A couple of weeks ago, as part of a panel discussion on women’s video cultures and the history of the Guerrilla Television movement hosted by the Chicago-based Media Burn Archive, Tracy Fitz and Barbara Jabaily, two of the founding members of the LoveTapesCollective (L.O.V.E. in the name standing for Lesbians Organized for Video Experience) reflected on their activities in the 1970s. As they described their interest in using video to record lesbian/feminist activities in the 1970s, the two emphasized how exciting and important it was simply to be able to see other lesbians.
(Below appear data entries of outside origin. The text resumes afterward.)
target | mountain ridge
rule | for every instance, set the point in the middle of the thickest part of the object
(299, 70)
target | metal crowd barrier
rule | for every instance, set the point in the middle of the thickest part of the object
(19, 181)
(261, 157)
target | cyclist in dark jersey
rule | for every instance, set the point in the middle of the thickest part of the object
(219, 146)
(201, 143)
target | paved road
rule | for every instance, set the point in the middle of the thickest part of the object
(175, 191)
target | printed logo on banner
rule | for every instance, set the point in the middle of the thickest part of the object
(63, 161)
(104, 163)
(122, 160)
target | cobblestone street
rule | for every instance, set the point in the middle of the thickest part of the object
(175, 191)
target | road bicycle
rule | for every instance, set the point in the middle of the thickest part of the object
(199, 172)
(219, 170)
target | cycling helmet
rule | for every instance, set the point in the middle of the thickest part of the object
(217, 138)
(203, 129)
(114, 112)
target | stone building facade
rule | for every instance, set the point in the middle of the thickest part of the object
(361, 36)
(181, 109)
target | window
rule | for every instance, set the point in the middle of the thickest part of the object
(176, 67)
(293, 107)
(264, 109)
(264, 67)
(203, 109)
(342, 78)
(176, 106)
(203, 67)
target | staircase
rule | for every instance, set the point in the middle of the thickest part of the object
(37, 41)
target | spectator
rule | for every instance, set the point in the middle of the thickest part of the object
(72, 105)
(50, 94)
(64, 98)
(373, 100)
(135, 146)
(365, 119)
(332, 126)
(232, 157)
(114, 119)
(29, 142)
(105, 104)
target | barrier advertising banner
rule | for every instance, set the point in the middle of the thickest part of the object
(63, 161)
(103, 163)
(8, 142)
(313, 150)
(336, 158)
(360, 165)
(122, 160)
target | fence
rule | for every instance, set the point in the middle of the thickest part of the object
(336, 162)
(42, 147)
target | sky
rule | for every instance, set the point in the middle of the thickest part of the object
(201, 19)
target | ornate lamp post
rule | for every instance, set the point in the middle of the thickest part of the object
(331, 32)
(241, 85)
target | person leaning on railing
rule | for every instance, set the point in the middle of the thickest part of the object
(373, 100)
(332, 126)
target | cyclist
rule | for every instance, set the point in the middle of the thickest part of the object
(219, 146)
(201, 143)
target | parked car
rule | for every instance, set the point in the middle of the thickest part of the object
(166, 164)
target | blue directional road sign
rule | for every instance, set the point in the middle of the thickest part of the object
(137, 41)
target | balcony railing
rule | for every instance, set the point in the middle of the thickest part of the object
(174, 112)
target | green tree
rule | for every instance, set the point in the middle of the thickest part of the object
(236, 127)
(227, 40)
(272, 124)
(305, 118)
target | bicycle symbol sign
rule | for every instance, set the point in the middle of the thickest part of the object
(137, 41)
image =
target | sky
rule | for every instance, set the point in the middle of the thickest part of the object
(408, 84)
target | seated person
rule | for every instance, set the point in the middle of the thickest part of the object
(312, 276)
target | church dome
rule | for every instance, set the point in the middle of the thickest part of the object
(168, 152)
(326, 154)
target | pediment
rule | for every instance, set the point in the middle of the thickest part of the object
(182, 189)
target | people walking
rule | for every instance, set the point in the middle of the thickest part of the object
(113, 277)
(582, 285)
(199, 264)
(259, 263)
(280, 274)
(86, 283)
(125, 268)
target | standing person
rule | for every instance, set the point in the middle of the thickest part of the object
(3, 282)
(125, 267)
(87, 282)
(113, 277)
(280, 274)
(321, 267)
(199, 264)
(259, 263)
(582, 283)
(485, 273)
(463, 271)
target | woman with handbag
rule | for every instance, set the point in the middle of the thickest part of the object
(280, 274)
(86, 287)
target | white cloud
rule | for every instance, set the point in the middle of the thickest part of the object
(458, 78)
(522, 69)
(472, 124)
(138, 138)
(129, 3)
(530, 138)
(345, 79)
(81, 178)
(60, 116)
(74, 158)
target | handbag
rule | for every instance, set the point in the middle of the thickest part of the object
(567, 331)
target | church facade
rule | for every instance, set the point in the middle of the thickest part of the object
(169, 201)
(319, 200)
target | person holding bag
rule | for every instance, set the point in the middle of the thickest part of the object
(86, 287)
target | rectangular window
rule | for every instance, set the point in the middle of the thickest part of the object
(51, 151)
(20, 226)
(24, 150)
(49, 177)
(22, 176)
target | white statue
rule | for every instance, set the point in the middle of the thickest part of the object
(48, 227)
It’s hard to imagine that now: How radical it was at the time for lesbians, or trans or queer people, simply to be able to see people like them.
“Images on Which to Build, 1970s–1990s,” an exhibition currently on view at the Chicago Cultural Center, presents a range of feminist, trans and queer image-making practices that attest to that power but, as the exhibition curator Ariel Goldberg notes in the exhibition text, the image cultures under question went beyond “beyond the visual,” to create space “where felt experiences of affirmation, recognition and connection” too, could be forged.
Such a result is palpable in the exhibition. Featuring work from nearly thirty artists, collectives and archives, the show offers both eulogies and celebrations of queer life, and serves as just a small taste of how artists and activists expanded the subjects of photography in the 1970s and eighties while creating alternative models for presenting art and ideas.